Either the item doesn't exist yet (re-run the security add-generic-password commands in step 3) or you're not on macOS. Use environment variables instead.
"No project matches 'X'"
Your cache may be stale if the project was created recently. Call productive_refresh_cache and try again.
"Ambiguous project query" Two projects scored nearly identically. Be more specific — add the project number, or the company name.
"Project has multiple services; pass service_hint"
The project hasn't had a default set yet. Either pass service_hint="…" on this call (it'll be remembered), or call productive_set_default_service once upfront.
The server starts, but the client reports "no tools"
Make sure your MCP client is pointing at the venv's productive-mcp binary (or the run.sh launcher), not at a source file. FastMCP advertises tools at handshake time — if the process can't import mcp, no tools will appear.
Security notes
API tokens are never written to disk by this project. They live in the Keychain or in environment variables only.

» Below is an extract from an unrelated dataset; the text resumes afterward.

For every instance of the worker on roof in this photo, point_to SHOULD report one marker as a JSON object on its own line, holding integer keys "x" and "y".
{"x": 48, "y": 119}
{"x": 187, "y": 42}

The cache and preferences files are created with
0600permissions and contain no credentials.The Productive API token grants the same access your user has. Treat it accordingly. Rotate via Productive → Settings → API integrations if you suspect exposure.
Alternatives
Several other Productive.io MCP servers exist — worth checking before adopting this one:
berwickgeek/productive-mcp — the most feature-complete general-purpose server (projects, tasks, boards, people, workflows). Node.js. No time tracking.
adamchrabaszcz/productive-time-mcp — companion time-tracking server for the above.
druellan/Productive-Simple-MCP — read-only Python/FastMCP server using TOON output for low token usage.
laurkee/productive-mcp (Codeberg) — ticketing-focused.
Why pick this one? This server is narrowly focused on the "log time and manage entries" workflow, and the UX is built around three opinionated choices:
Credentials in the macOS Keychain by default, not a
.env— no risk of a token ending up ingit status.Fuzzy project matching with project-number boost — say
"1099 Acme"or just"Acme"; both work.Per-project default service memory — after the first
productive_log_timeon a project, subsequent calls don't need to specify a service.
If you primarily need tasks/boards/workflows rather than time logging, use berwickgeek/productive-mcp instead — or run both side-by-side (they use different tool prefixes).
License
MIT — see LICENSE.
Contributing
Issues and PRs welcome. This is a small project; please keep changes focused and include tests for any new behaviour in client.py.
Not affiliated with Productive.io. "Productive" is a trademark of its respective owners.